5) “Wally and Up with People sing their way into the Guinness Book of records in a ditch in Waco, Texas” (1993) I made less than a dozen of these just one week before the Branch Davidian compound was burned to the ground by the Bureau of Alcohol, Tobacco and Firearms. We shipped the first ones out to Twist Gallery in Oregon, and they arrived the exact same day as the tragedy. The gallery owner called us and said, “We need to send these back.”
6) The “Wally and OJ” series: 1995 was a real boom time for us with the OJ trial.
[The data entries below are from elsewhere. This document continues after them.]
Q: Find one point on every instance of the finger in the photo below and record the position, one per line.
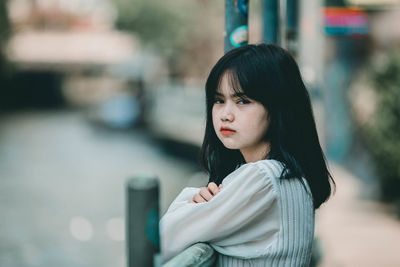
(205, 193)
(213, 188)
(198, 199)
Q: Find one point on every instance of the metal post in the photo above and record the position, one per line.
(143, 238)
(270, 22)
(292, 25)
(236, 23)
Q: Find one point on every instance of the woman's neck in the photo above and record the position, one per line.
(253, 154)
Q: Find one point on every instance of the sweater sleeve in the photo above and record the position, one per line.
(241, 220)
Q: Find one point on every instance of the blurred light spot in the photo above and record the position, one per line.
(309, 75)
(116, 229)
(81, 228)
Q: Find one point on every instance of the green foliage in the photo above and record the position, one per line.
(382, 132)
(175, 29)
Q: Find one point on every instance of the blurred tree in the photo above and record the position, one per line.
(181, 31)
(382, 131)
(4, 31)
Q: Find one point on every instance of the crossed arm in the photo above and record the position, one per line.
(206, 193)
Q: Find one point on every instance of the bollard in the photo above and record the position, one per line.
(142, 219)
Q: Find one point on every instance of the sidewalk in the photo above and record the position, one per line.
(356, 232)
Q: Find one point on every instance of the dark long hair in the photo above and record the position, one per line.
(269, 75)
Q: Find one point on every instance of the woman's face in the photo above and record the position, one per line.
(239, 122)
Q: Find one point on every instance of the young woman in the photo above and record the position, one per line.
(267, 170)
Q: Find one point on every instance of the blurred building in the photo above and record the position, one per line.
(69, 51)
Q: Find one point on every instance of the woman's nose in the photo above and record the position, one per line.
(227, 114)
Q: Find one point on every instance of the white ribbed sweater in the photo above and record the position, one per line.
(256, 219)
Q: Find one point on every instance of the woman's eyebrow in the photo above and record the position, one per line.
(240, 94)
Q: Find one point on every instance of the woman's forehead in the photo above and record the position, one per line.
(229, 84)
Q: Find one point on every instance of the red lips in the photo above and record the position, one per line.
(227, 131)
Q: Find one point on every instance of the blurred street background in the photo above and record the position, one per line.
(93, 92)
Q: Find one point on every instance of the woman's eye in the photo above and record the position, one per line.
(243, 101)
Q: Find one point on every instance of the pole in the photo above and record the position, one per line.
(292, 26)
(236, 24)
(143, 238)
(270, 22)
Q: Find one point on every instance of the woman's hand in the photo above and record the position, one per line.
(206, 193)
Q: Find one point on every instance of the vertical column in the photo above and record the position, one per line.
(292, 25)
(270, 21)
(236, 24)
(142, 215)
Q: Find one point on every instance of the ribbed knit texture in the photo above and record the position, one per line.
(293, 245)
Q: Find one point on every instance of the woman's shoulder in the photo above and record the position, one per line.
(260, 170)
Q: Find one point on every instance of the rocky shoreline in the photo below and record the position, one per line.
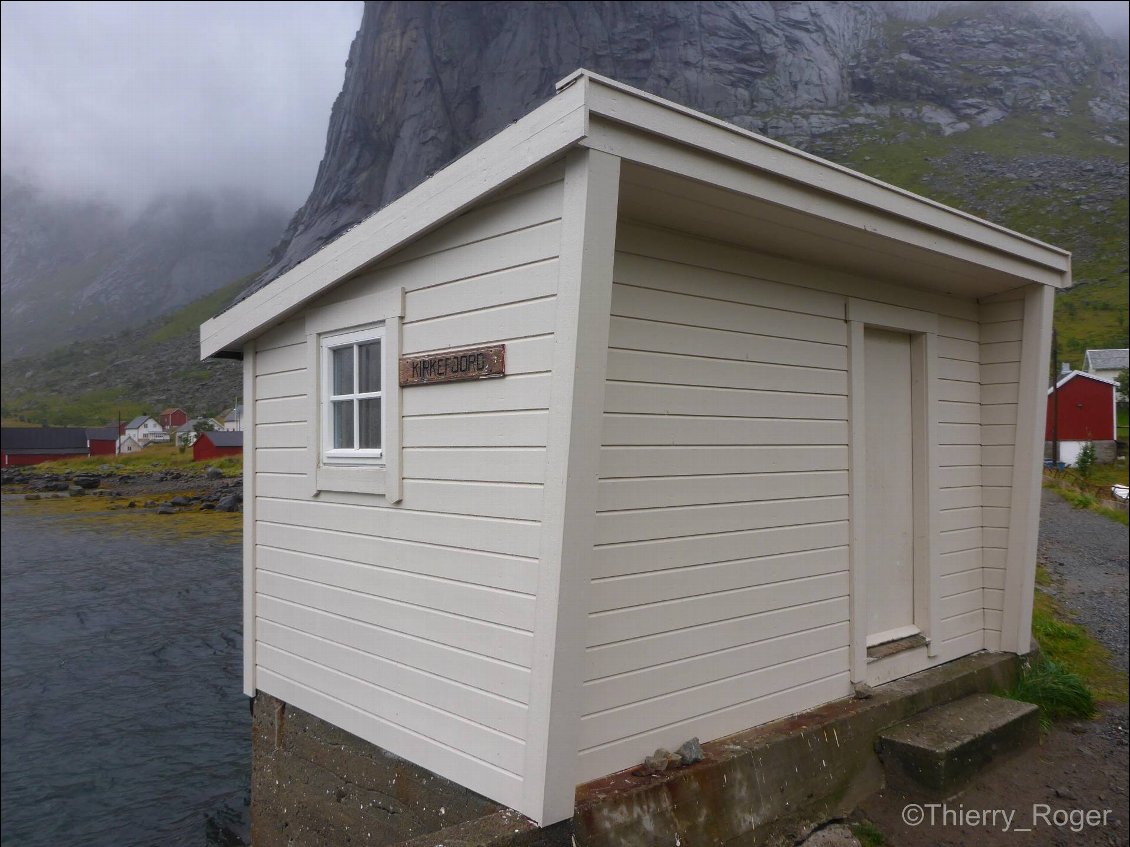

The Geraldo Rivera joke was the first, and Geraldo himself held up a mug with this cartoon on his TV show. We did a series of spin-off adventures about the trial, and the high point of it all was sending a batch of plates off to the prosecution lawyers for a special order from the DA of Los Angeles, Gil Garcetti. I even got to talk to Gil on the phone one day. It was so weird!
7) The Oregon Bach Festival series (1990s): For a string of about five or six years, my account in Eugene, New Twist, would order commemorative Wally designs for the Oregon Bach Festival. They were a big hit with the musicians at the festival, and the subjects of the jokes were wonderfully esoteric.
8) The Provincetown gay theme series: In 2004 I received a really huge order for ten different gay themed Wally adventures for my account in Provincetown, MA. That summer we produced a couple hundred pots with Wally as a drag queen, Wally as a giant ape carrying female impersonator Ray Fay to the top of a skyscraper, Wally cuddling with “The Bears” etc. It was quite the left-wing soapbox tour de force!
9) “The Unsinkable Molly Brown Spittoon” (2008) Every year I donate something to Rocky Mountain PBS station and this year I got inspired and created an epic tale to grace a spittoon. It sold for $250.00… cheap! It’s definitely a one of a kind.10) “Wally creates the ultimate political reality TV show: ‘The Perils of Palin” and “Wally defends Sarah Palin’s stand on hunting wolves with helicopters with some folksy backwoods wisdom” (2008) These two adventures celebrate the overwhelming national spotlight on that spunky right-wing Alaskan governor that dropped into our laps a few months ago. I’m hoping that she will go away now, but only time will tell.
If you happen to have any old Wally ceramics out there that might be worthy of this list, feel free to post the titles below. The really odd thing about doing this line of pottery for as long as I have is the fact that there are pots out there that I don’t even remember making. I have shoe boxes full of photos and memorabilia, but I don’t have records of everything I’ve done. It’s going to be an interesting task for folk art historians of the future to nail down all those esoteric designs out there!

2 comments:

irenie said...

Our favorites are any of the Grateful Dead Wallys!

Vicki said...

I have two Wallys I haven't seen on here (or I may have missed). A bowl, "The Creation of Wally" and a plate, "Wally sells his 600 sq ft dog penthouse in NYC for a small fortune and heads for Sanibel Island ". I also have an early Espresso mug.